Tag Archives: anger

Commit.

16 Jul

Sharon, who I work with at MASA, collects these one page Business Digest faxes every single day.  Even when she’s out, we save them for her.  She will cut out her favorite quotes or information found on the one page fax and share them with others.  On Friday, July 13, she shared one with me – the portion under Development – and I’d like to share it with y’all.

Commit yourself:

  • Be so strong that nothing can disturb your peace of mind.
  • Talk health, happiness, and prosperity.
  • Make all your friends feel that there is something special in them.
  • Look at the sunny side of everything.
  • Think only the best, work only for the best, and expect only the best.
  • Be as enthusiastic about the success of others as you are about your own.
  • Wear a cheerful countenance and give every living creature you meet a smile.
  • Be too large for worry, too noble for anger, too strong for fear, too happy to permit trouble.

Taken from Optimist International

Truth hurts.

24 Jun

I have started this post several times.  Deleting and typing…all while I’m asking, “Do I really want to be honest about my first CrossFit competition?”  The last thing I want to do is seem pitiful.  So here goes.  I am going to be totally honest and lay it all out…

Do I feel proud of myself for doing the gauntlet?  Nope.  I feel like a joke.  I look at all the pictures and get even more ticked.  I get angry; once again, for getting so out of control.  I feel like I am NEVER going to get to my goal.

I do not want people feeling sorry for me because I am fat…it is hard for people to understand when you have never struggled with weight before.  It is a challenge every single day.  It is hard.  It hurts.  It just plain sucks.  The most terrible thing is – I have no one to blame but myself.  I try hard not to hate myself and to stay positive.

Part of me wants to quit, but I know in the last 6 months – CrossFit has been one of the best things that has ever happened to me, but I can’t help but think I am not good for it…and that I will continue to try and be something I will never physically be.

I know this is raw and untypical compared to my previous posts, but it is the truth.  I have sore muscles and I am tired, but I am so emotionally and mentally spent.

Please know:  I am extremely thankful for my RRCF family.  The cheering and support means more than you will ever know.  And I am so thankful for friends and family who read these posts, keep up with me on Facebook, send me texts and call me to show their support.  I appreciate you all.  I do not take any of you for granted.

Anger.

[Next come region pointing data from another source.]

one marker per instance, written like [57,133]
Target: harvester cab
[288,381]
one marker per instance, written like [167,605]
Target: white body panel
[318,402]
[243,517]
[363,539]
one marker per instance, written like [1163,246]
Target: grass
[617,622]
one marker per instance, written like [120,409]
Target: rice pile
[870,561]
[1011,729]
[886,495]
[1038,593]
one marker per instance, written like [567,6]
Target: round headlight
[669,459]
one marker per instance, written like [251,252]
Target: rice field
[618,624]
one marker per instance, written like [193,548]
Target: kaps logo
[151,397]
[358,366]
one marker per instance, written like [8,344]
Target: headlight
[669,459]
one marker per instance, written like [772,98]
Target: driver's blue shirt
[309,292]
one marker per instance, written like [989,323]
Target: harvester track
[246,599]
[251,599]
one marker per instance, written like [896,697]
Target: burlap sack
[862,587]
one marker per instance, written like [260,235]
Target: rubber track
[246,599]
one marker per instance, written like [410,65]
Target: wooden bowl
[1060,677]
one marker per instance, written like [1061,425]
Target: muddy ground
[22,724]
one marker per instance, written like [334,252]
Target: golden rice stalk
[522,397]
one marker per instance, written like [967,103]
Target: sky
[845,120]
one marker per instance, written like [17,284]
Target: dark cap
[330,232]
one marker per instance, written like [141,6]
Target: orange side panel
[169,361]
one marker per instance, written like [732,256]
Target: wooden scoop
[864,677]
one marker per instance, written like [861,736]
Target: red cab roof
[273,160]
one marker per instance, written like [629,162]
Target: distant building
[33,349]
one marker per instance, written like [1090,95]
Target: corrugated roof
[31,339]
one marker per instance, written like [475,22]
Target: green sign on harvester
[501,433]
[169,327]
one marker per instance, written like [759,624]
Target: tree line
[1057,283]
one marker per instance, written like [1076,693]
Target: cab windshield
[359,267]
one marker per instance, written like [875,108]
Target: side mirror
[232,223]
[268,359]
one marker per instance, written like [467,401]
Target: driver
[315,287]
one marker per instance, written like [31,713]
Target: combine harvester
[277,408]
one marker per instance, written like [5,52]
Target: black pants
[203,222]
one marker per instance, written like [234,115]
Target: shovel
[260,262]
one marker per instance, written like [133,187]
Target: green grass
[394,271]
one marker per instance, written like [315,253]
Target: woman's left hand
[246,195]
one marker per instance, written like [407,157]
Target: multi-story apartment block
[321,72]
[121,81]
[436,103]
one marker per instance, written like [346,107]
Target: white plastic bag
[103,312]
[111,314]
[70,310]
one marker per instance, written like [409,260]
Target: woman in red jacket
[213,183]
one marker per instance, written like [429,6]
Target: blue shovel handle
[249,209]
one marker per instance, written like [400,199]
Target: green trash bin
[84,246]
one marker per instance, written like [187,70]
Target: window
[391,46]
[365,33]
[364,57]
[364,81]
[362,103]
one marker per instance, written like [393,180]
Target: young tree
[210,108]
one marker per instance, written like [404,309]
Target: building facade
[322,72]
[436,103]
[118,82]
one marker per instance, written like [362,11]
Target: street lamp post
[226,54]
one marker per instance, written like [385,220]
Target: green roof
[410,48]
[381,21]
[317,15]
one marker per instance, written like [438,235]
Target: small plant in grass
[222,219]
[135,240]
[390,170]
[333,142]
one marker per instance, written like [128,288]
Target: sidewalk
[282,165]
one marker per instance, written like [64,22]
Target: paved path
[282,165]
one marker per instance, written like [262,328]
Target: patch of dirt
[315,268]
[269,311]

Belief. Pride.

18 Jun

What do anger, belief and pride have in common? They all belong to my emotional and mental state during this journey of weight loss.

Anger: I often have to stop myself from being angry. Anger can become a massive emotional and mental block. You are probably asking, “Why would you be angry?” Well, to answer your question, I am angry for:

  1. allowing myself to gain 70 pounds
  2. thinking it was OK to be unhealthy
  3. making myself think it was all about losing weight
  4. feeling sorry for myself

Belief: What do I believe? I believe we can all tackle this obsession with weight. We need to stop thinking, “Oh, I just want to be skinny” and transform our thinking to “I just want to be healthy and strong.” When I started CrossFit, I quickly realized that I DID NOT believe in myself, but you know what? My coaches and fellow CrossFitters believed in me. In CrossFit, you are constantly pushing yourself and breaking down those barriers of unbelief.

Pride: We all need to be proud of ourselves and our accomplishments. Please do not confuse pride with arrogance because they are different! And what am I proud of:

  1. Running a mile in 13:16 (my coach, Josh, taught me how to run)
  2. Walking up three levels of stairs without becoming winded (I sometimes run!)
  3. Biking 12 miles (wowza, right?)
  4. Swinging a 35 pound kettle bell
  5. Deadlifting 155 pounds
  6. Pull ups with just a blue band (huge deal here, people!)
  7. Doing 40 sit ups without taking a break

The list can go on and on, but I’ll stop at 7. I am far more proud of myself than angry. Sure, I have off days and feel like I am too weak to do a WOD, but I show up and get it done.

I love the way CrossFit makes me feel: strong, healthy and proud.